Detalhes bibliográficos
Autor(a) principal: Budni, Patrícia
Data de Publicação: 2007
Outros Autores: Lima, Maria Noêmia Martins de, Polydoro, Manuela da Silva, Moreira, Jose Claudio Fonseca, Schroder, Nadja, Dal Pizzol, Felipe
Tipo de documento: Artigo
Idioma: eng
Título da fonte: Repositório Institucional da UFRGS
Texto Completo: http://hdl.handle.net/10183/218313
Resumo: Increased levels of iron in specific brain regions have been reported in neurodegenerative disorders. It has been postulated that iron exerts its deleterious effects on the nervous system by inducing oxidative damage.

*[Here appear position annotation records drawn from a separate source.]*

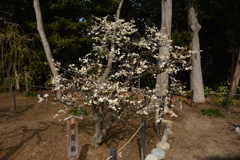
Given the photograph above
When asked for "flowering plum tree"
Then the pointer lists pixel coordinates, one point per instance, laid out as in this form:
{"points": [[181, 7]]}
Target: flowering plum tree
{"points": [[109, 92]]}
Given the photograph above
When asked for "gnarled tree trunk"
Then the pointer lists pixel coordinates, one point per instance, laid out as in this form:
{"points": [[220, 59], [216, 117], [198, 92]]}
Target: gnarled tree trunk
{"points": [[196, 80], [236, 76], [42, 34], [162, 81]]}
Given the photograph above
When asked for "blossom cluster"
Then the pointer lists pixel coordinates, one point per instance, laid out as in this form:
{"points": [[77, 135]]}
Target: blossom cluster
{"points": [[130, 55]]}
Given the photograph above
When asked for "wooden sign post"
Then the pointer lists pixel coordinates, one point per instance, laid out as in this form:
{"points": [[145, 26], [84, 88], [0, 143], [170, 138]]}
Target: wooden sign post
{"points": [[72, 136]]}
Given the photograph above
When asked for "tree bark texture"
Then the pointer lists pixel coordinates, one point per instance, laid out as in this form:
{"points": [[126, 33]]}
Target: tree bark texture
{"points": [[236, 76], [162, 81], [12, 110], [196, 80], [42, 34], [110, 59]]}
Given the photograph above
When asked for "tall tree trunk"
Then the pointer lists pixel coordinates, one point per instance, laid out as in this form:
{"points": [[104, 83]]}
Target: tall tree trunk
{"points": [[110, 59], [236, 76], [12, 110], [26, 81], [101, 127], [42, 34], [17, 77], [166, 25], [196, 80]]}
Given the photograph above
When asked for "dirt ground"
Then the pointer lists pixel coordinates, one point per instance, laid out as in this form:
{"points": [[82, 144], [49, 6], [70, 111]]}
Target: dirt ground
{"points": [[33, 133]]}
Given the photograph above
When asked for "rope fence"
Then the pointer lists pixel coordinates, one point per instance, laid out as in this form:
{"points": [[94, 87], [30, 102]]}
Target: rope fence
{"points": [[114, 151]]}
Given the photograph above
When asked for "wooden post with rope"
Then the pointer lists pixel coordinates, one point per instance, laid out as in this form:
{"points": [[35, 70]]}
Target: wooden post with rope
{"points": [[72, 136]]}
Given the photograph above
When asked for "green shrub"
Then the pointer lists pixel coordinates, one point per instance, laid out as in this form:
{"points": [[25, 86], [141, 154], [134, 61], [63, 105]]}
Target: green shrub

In a previous study, we have shown that iron administered during a particular period of the neonatal life induces oxidative damage in brain regions in adult rats. The aim of the present study was to evaluate the possible protective effect of selegiline, a monoamino-oxidase B (MAO-B) inhibitor used in pharmacotherapy of Parkinson’s disease, against ironinduced oxidative stress in the brain. Results have shown that selegiline (1.0 and 10.0 mg/kg), when administered early in life was able to protect the substantia nigra as well as the hippocampus against iron-induced oxidative stress, without affecting striatum. When selegiline (10.0 mg/kg) was administered in the adult life to iron-treated rats, oxidative stress was reduced only in the substantia nigra.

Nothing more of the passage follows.